ONE MORE IMPORTANT THING TO NOTE:For some reason, PVD and script won't work (at least for me) if I manually set the page to be parsed by Function ParsePage_IMDBPeopleAWARDS, like this for example:
// Parse Awards provider page = BASE_URL_AWARD_PERSON
If GET_FULL_AWARDS Then Begin
LogMessage('Starting to parse awards page.');
HTML := ('Tmp\UTF8_NO_BOM-Awards.mhtml');
LogMessage('Read awards page from file: ' + Copy(HTML, 1, 500)); // Log the file content
(I can't remember if this is proper syntax, but I set it properly at the time of the testing, whatever it was)
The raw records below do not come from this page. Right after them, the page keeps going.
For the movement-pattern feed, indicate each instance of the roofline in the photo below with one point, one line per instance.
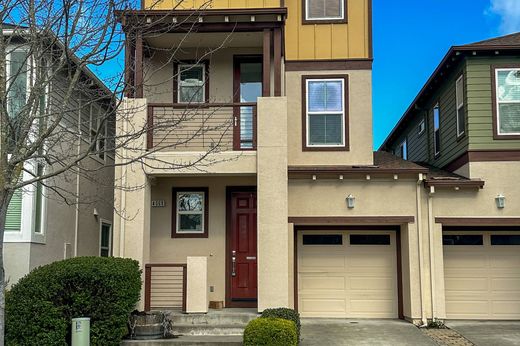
(451, 52)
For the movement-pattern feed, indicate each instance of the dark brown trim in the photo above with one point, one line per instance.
(277, 51)
(174, 233)
(483, 156)
(306, 21)
(370, 31)
(148, 282)
(455, 183)
(228, 301)
(328, 65)
(478, 221)
(346, 139)
(176, 76)
(350, 220)
(149, 128)
(266, 64)
(496, 135)
(139, 90)
(398, 250)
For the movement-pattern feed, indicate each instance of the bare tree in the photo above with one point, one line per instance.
(48, 131)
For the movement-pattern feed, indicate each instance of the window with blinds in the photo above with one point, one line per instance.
(324, 9)
(14, 213)
(325, 112)
(508, 100)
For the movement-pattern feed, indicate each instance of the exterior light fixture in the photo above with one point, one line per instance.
(501, 201)
(351, 201)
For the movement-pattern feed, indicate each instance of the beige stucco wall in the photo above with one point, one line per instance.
(360, 121)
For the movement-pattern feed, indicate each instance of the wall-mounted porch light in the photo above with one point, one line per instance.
(351, 201)
(501, 201)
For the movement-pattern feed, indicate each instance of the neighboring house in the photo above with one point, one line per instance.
(292, 208)
(466, 120)
(41, 227)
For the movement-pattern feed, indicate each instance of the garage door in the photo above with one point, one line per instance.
(482, 275)
(347, 274)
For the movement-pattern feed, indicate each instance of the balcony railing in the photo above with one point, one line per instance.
(209, 126)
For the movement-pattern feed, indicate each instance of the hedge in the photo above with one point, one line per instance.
(39, 308)
(270, 331)
(286, 314)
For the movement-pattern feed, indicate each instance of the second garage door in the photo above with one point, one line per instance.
(347, 274)
(482, 275)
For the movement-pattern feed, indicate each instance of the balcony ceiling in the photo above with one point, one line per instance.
(206, 40)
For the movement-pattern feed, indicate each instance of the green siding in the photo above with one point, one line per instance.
(480, 115)
(14, 213)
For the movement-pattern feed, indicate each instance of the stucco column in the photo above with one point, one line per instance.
(131, 236)
(272, 185)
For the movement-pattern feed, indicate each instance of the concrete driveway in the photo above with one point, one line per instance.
(331, 332)
(488, 333)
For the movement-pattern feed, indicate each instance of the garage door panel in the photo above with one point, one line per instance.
(322, 282)
(348, 281)
(482, 282)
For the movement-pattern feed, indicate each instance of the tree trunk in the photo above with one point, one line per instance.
(4, 204)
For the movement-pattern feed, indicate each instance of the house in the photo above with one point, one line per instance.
(260, 186)
(42, 225)
(466, 121)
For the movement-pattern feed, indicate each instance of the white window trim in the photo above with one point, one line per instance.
(342, 17)
(110, 240)
(460, 131)
(497, 102)
(343, 104)
(178, 213)
(435, 144)
(422, 127)
(179, 67)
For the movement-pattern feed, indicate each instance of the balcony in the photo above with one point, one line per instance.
(208, 127)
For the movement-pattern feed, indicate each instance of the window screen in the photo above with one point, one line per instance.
(322, 239)
(369, 239)
(470, 239)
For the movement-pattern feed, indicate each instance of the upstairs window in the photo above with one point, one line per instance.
(191, 86)
(461, 114)
(324, 10)
(325, 120)
(507, 100)
(436, 130)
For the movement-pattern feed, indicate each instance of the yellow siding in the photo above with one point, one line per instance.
(302, 42)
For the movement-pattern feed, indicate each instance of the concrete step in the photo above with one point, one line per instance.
(188, 341)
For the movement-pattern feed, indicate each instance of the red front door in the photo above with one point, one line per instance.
(243, 247)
it wouldn't work without downloading so I had to fake downloading with completely new function:
Function DownloadPage1(URL:AnsiString; FileName:AnsiString):String;
Var
ScriptPath, WebText: String;
Begin
LogMessage(Chr(9)+Chr(9)+'Function DownloadPage1 BEGIN======================|');
LogMessage(Chr(9)+Chr(9)+'Global Var-DownloadURL|'+URL+'|');
LogMessage(Chr(9)+Chr(9)+' Local Var-URL|'+URL+'|');
ScriptPath := GetAppPath + 'Scripts\';
// Directly read the existing file instead of downloading
If FileExists(ScriptPath + FileName) Then Begin
LogMessage(Chr(9)+Chr(9)+' File already exists: '+ScriptPath + FileName);
WebText := FileToString(ScriptPath + FileName);
WebText := ConvertEncoding(WebText, 65001); // Convert to UTF-8
Result := WebText;
LogMessage(Chr(9)+Chr(9)+' Read file content successfully.');
End Else Begin
LogMessage(Chr(9)+Chr(9)+' File does not exist: '+ScriptPath + FileName);
Result := '';
End;
LogMessage(Chr(9)+Chr(9)+'Function DownloadPage1 END======================|');
End;
and then to "call downloading"
// Parse Awards provider page = BASE_URL_AWARD_PERSON
If GET_FULL_AWARDS Then Begin
LogMessage('Starting to parse awards page.');
HTML := DownloadPage1(DownloadURL, 'Tmp\UTF8_NO_BOM-Awards.mhtml');
LogMessage('Read awards page from file: ' + Copy(HTML, 1, 500)); // Log the file content
When I reach the phase of passing
URL TO SELENIUM TO DOWNLOAD THE PAGE, I'm still not sure how it will work in .psf: will I have to fake download after Selenium passes back the page, or whatever. For someone not knowing how to code, this is too much to comprehend without actual trials.